I used to set up dates in restaurants/museums/parks etc. I wanted to visit. First of all it gave me some idea of who I'm meeting because I would discuss with them what places on my list would also interest them. And it also doubled as a way to get something out of the date if it was a bust, at the very least I would be able to enjoy the atmosphere.
You don't go into it looking to find a loneliness cure, you go into it looking to make a new friend. Maybe that friend can be more, but maybe not. The worst case scenario is the same as not trying, a decent outcome is a new friend (which can lead to expanding your pool of datable people!), and maybe you find a partner along the way.
I've been married for about a decade now, what I miss most about the dating scene is all the new friends I'd make and experiences I'd have.
I honestly don't want friends. I just don't wanna socialise, is just too much for me, I want to be engaged with a single woman and maybe create a family in a far future. That's it
Yes, it's inconvenient but how is your future SO going to meet you if stay at home? She's probably unsocial like you but you could still meet her family or friends by dating eventually leading to her.

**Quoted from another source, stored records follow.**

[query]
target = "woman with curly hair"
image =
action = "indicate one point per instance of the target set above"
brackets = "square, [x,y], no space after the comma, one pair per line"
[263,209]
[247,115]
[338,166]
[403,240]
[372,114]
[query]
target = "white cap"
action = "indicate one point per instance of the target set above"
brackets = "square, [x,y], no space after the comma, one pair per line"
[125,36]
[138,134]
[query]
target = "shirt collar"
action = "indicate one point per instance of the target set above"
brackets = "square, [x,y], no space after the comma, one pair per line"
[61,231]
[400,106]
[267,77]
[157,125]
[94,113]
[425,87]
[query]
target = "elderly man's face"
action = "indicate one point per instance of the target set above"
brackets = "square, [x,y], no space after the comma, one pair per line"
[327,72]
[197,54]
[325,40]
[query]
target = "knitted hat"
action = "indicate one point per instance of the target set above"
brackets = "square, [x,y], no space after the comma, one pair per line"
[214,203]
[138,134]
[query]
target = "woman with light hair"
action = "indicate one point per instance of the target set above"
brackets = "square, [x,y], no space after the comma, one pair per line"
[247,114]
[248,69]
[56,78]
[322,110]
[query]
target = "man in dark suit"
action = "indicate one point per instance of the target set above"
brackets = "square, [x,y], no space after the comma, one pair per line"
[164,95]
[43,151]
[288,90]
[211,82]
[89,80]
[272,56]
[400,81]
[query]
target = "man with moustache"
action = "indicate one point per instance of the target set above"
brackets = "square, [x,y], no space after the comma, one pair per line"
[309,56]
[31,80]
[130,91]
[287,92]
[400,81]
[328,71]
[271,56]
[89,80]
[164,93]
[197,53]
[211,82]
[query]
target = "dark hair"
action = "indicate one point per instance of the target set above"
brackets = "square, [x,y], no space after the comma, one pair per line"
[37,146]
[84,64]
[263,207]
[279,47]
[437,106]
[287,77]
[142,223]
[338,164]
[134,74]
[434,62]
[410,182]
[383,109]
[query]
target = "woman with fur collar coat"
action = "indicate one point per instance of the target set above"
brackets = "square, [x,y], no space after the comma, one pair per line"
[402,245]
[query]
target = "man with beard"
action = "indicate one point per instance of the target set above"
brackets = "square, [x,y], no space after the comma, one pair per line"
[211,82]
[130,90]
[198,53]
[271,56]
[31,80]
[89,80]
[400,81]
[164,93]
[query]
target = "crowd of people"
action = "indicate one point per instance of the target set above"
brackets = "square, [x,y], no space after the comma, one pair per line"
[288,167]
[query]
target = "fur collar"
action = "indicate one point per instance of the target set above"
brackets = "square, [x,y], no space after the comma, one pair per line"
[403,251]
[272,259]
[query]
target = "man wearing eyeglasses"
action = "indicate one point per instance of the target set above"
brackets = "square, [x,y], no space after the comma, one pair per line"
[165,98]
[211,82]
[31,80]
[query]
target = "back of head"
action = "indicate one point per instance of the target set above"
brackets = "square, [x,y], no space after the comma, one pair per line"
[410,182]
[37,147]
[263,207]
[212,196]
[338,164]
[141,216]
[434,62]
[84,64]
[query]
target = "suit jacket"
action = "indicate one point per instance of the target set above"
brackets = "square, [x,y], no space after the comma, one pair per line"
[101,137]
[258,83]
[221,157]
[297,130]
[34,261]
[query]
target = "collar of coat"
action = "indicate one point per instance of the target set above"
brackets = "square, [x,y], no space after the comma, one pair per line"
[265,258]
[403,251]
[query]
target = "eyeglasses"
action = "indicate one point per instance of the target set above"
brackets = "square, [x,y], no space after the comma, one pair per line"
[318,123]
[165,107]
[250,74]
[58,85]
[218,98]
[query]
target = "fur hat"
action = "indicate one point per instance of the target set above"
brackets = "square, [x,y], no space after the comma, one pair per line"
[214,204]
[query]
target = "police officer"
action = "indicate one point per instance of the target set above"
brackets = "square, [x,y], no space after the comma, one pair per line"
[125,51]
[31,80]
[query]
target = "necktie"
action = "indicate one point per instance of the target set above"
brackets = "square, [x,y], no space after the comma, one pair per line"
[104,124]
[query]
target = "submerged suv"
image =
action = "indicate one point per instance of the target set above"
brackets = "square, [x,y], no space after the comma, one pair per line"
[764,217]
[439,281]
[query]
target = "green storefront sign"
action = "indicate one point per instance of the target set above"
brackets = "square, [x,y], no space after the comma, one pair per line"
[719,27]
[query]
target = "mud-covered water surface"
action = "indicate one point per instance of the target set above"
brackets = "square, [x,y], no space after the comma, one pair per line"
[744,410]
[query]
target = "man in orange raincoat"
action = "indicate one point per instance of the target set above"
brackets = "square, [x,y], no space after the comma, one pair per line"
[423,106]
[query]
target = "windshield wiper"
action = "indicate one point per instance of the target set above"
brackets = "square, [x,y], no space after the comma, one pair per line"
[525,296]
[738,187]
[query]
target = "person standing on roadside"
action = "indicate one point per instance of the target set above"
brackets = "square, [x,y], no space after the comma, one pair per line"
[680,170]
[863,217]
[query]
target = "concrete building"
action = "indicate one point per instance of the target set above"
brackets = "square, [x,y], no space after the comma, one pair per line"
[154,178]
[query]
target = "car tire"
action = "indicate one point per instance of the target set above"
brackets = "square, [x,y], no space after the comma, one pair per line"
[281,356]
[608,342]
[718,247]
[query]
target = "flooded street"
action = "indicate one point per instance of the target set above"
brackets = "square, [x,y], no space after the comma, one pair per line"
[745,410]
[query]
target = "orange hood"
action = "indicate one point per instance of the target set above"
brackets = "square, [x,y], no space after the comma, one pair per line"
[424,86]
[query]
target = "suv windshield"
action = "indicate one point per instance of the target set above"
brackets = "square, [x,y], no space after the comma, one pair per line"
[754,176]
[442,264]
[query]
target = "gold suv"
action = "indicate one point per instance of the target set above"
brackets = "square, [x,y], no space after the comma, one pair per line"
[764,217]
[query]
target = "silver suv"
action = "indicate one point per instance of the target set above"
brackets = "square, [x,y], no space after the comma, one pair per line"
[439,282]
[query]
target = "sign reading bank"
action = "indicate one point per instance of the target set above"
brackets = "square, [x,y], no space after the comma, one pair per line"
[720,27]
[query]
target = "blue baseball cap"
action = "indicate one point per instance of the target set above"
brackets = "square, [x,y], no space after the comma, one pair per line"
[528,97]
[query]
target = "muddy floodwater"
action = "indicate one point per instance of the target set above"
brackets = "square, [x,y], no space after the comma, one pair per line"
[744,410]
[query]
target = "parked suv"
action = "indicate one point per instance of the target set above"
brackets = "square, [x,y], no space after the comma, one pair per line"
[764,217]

Of course you could try your luck staying online too but I'd suggest something else than niche platforms where tech enthusiasts are overrepresented like the Fediverse.
I don't even chat privately online with anyone, I only get hurt and rejected.
An item of importance is to try not to put too much pressure on the situation. Just be friendly and see if you hit it off.
In practice this is difficult when you’re new to dating, but honestly you want to find someone you’re comfortable around (to a certain value of comfortable at first).
Most dates in my life were great. You’ll probably make some embarrassing mistakes, but the worst that can happen (within reason) is that you’re back where you are now.
I disagree on that last part that's not the worst that can happen
Like I said, “within reason.” Obviously worse things could happen. They probably won’t.